Inquests have been called into the deaths of Matthew Fosseneuve, whose Taser-related passing has already prompted a court case between the Manitoba police watchdog and the Winnipeg Police Service, and Patrick Gagnon, who suffered cardiac arrest after being taken into custody.
Fosseneuve, 34, died shortly after police shot him with a stun gun on July 28, 2018.
An autopsy later determined that the cause of death was an irregular heartbeat caused by dilated cardiomyopathy, a disease of the heart muscle that affects the heart’s ability to pump blood.
The death was deemed accidental, with contributing factors — meth use and physiological stress from a fight and police restraint, says a news release from the office of the chief medical examiner.
Last month, the Independent Investigations Unit of Manitoba, which investigates serious incidents involving police, asked the Court of Queen’s Bench to order the Winnipeg Police Service to hand over police cadets’ notes about the death, after police refused to do so.
A police service lawyer argued in court that the police cadets should not be forced to hand over notes because they could be self-incriminating and result in the cadets being investigated for criminal activity.
The inquest will look into the circumstances surrounding Fosseneuve’s death, and determine what could be done to prevent similar deaths in the future.
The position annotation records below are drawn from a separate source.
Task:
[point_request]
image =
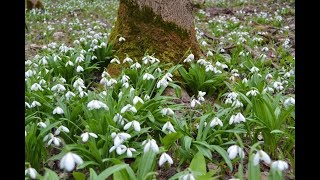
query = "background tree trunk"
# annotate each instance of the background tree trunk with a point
(162, 27)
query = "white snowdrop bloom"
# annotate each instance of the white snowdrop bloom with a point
(209, 53)
(268, 89)
(202, 62)
(287, 102)
(61, 128)
(278, 86)
(41, 124)
(118, 118)
(69, 63)
(168, 126)
(137, 99)
(194, 102)
(69, 95)
(121, 39)
(79, 69)
(124, 79)
(134, 124)
(150, 144)
(216, 121)
(115, 60)
(127, 59)
(111, 82)
(85, 136)
(252, 92)
(165, 158)
(136, 65)
(31, 172)
(237, 118)
(58, 110)
(58, 88)
(235, 150)
(280, 165)
(95, 104)
(287, 75)
(148, 76)
(69, 161)
(146, 97)
(188, 177)
(201, 96)
(237, 104)
(189, 58)
(34, 104)
(119, 138)
(128, 107)
(261, 155)
(254, 69)
(232, 95)
(167, 111)
(36, 87)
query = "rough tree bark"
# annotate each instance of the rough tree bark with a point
(162, 27)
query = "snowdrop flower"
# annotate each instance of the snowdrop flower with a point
(188, 177)
(58, 110)
(137, 99)
(234, 150)
(79, 69)
(85, 136)
(121, 39)
(200, 96)
(209, 53)
(254, 69)
(167, 111)
(34, 104)
(36, 87)
(115, 60)
(128, 107)
(58, 88)
(32, 172)
(261, 155)
(61, 128)
(237, 118)
(189, 58)
(244, 80)
(165, 158)
(41, 124)
(135, 66)
(118, 118)
(150, 144)
(69, 161)
(119, 138)
(280, 165)
(69, 63)
(148, 76)
(134, 124)
(287, 102)
(278, 86)
(237, 103)
(127, 59)
(216, 121)
(69, 94)
(268, 76)
(252, 92)
(168, 126)
(194, 102)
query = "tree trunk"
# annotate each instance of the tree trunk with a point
(162, 27)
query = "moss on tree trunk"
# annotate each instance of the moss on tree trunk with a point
(146, 31)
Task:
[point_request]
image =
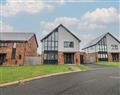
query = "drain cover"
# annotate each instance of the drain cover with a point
(115, 77)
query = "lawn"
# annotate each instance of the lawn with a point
(116, 64)
(9, 74)
(84, 68)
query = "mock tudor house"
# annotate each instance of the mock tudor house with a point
(14, 47)
(61, 46)
(104, 48)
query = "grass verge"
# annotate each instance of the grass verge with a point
(9, 74)
(115, 64)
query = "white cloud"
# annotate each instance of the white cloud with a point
(6, 28)
(87, 25)
(14, 7)
(102, 15)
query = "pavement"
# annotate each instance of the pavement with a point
(100, 81)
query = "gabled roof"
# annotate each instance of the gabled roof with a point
(96, 40)
(16, 36)
(65, 29)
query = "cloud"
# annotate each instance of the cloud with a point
(102, 15)
(6, 28)
(14, 7)
(86, 25)
(67, 21)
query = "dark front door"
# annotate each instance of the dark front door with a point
(2, 58)
(115, 57)
(81, 59)
(68, 58)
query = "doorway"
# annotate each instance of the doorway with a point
(115, 57)
(69, 58)
(81, 59)
(2, 58)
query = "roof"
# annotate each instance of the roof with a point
(96, 40)
(65, 29)
(16, 36)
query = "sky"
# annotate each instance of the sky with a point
(87, 19)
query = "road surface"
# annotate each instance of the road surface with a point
(101, 81)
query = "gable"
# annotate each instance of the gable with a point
(64, 35)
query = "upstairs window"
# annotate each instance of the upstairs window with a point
(68, 44)
(114, 47)
(3, 44)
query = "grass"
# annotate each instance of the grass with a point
(15, 73)
(115, 64)
(8, 74)
(84, 68)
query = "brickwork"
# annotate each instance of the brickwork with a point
(23, 49)
(60, 58)
(77, 58)
(119, 56)
(109, 57)
(90, 57)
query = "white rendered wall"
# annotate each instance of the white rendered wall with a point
(112, 41)
(66, 36)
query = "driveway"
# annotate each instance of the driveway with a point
(101, 81)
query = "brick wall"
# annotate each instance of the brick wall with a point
(90, 57)
(22, 49)
(77, 58)
(60, 58)
(109, 57)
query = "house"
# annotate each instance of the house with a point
(61, 46)
(104, 48)
(14, 47)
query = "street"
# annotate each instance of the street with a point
(101, 81)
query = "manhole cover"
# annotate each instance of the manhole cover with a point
(115, 77)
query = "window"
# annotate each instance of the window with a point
(114, 47)
(68, 44)
(14, 53)
(14, 45)
(3, 44)
(20, 56)
(102, 46)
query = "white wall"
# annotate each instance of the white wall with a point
(112, 41)
(66, 36)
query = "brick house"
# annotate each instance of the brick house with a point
(61, 46)
(104, 48)
(14, 47)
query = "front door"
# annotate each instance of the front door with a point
(2, 58)
(68, 58)
(115, 57)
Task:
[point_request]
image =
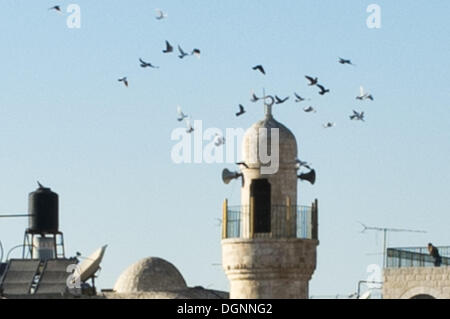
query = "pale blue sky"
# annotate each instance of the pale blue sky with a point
(66, 121)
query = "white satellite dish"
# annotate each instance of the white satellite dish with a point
(366, 295)
(90, 265)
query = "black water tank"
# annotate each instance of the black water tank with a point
(43, 206)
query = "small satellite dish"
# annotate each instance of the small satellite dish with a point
(90, 265)
(366, 295)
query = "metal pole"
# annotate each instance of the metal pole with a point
(12, 216)
(384, 248)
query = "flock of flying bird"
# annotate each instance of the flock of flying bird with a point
(312, 81)
(219, 140)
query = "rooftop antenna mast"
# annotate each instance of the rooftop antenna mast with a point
(268, 106)
(385, 233)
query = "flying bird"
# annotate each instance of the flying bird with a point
(56, 8)
(161, 15)
(280, 101)
(219, 140)
(345, 61)
(358, 116)
(309, 109)
(243, 164)
(363, 95)
(241, 110)
(124, 80)
(312, 81)
(168, 48)
(189, 129)
(303, 164)
(260, 69)
(298, 98)
(147, 65)
(181, 115)
(254, 98)
(196, 52)
(182, 53)
(323, 91)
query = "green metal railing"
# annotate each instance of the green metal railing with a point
(415, 257)
(286, 221)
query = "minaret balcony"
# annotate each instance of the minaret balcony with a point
(276, 221)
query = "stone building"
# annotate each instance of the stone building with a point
(410, 274)
(269, 243)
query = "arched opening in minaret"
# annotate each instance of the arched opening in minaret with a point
(260, 190)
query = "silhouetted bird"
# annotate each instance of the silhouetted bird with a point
(359, 116)
(344, 61)
(243, 164)
(219, 140)
(363, 95)
(124, 80)
(323, 91)
(147, 65)
(182, 53)
(329, 125)
(260, 69)
(168, 48)
(254, 98)
(161, 15)
(309, 109)
(298, 98)
(312, 81)
(181, 115)
(241, 110)
(56, 8)
(280, 101)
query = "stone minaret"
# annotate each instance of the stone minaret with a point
(269, 243)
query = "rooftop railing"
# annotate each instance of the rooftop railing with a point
(288, 221)
(416, 257)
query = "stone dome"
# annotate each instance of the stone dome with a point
(150, 274)
(287, 142)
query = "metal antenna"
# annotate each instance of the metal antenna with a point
(268, 106)
(385, 232)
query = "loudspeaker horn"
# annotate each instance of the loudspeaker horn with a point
(310, 177)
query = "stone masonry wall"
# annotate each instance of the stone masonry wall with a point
(406, 283)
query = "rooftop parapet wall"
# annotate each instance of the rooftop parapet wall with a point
(408, 283)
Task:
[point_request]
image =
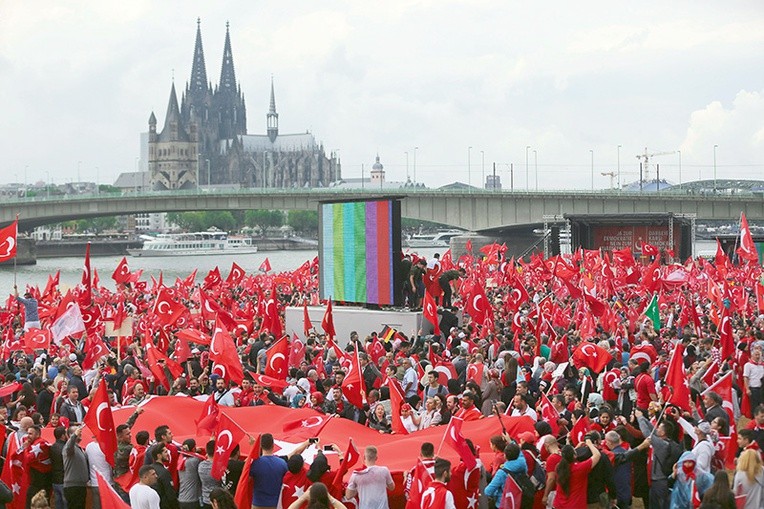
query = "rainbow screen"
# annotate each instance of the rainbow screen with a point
(359, 249)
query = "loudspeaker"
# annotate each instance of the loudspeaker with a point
(555, 245)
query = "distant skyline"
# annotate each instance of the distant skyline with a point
(570, 81)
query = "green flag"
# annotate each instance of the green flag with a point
(653, 313)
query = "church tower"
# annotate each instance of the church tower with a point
(273, 117)
(172, 152)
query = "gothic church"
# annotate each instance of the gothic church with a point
(204, 140)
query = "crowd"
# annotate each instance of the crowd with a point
(641, 381)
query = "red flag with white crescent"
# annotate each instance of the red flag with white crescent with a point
(101, 422)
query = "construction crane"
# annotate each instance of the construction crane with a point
(645, 158)
(612, 176)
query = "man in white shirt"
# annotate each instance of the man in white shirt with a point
(371, 484)
(142, 495)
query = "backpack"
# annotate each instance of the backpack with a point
(674, 452)
(526, 486)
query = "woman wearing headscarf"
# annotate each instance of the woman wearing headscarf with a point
(691, 483)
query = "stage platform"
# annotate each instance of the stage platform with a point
(352, 318)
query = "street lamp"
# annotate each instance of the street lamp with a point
(715, 146)
(482, 169)
(469, 168)
(527, 180)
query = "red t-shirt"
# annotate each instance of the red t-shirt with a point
(644, 386)
(579, 480)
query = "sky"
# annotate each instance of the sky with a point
(550, 89)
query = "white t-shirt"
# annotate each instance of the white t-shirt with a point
(754, 372)
(371, 484)
(143, 497)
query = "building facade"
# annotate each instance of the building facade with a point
(204, 141)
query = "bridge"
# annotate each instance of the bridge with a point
(471, 209)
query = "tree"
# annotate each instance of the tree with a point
(303, 220)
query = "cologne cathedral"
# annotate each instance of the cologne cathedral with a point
(204, 140)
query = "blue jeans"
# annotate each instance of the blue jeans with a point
(58, 495)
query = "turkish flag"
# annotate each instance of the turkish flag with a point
(328, 321)
(396, 402)
(430, 312)
(277, 356)
(165, 309)
(747, 250)
(8, 241)
(208, 420)
(305, 428)
(353, 386)
(121, 274)
(592, 356)
(454, 439)
(236, 275)
(227, 437)
(109, 498)
(95, 348)
(101, 422)
(726, 340)
(37, 339)
(350, 458)
(224, 355)
(243, 495)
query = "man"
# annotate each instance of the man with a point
(445, 280)
(370, 483)
(37, 463)
(76, 473)
(437, 496)
(31, 315)
(57, 466)
(267, 473)
(142, 495)
(71, 408)
(168, 497)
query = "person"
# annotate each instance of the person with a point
(267, 472)
(572, 477)
(143, 495)
(370, 483)
(31, 313)
(317, 497)
(749, 479)
(221, 499)
(689, 481)
(719, 495)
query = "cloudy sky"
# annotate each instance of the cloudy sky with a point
(78, 81)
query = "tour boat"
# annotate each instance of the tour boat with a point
(193, 244)
(441, 238)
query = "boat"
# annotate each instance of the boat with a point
(194, 244)
(441, 238)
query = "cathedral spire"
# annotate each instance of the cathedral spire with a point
(198, 68)
(227, 74)
(273, 117)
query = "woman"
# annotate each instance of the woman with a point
(492, 392)
(317, 497)
(749, 479)
(689, 480)
(719, 495)
(221, 499)
(378, 419)
(573, 477)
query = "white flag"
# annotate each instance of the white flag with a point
(70, 322)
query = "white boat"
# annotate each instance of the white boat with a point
(441, 238)
(193, 244)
Inquest for man who chased railway workers
An inquest also was called into the death of Patrick Gagnon, 41, a man who went into cardiac arrest in police custody shortly he chased people in a railway yard.
Winnipeg police responded to a call from railway workers who were being chased by a man behaving erratically on railway property, says a news release from the office of the chief medical examiner.
Police confronted and restrained Gagnon, but he went into cardiac arrest shortly after.
Gagnon was sent to hospital but never stabilized; he was pronounced dead on Oct. 26, 2018.
An autopsy later determined that he died from brain damage caused by a lack of blood and oxygen to the brain due to cardiac arrest. The cardiac arrest stemmed from cocaine use.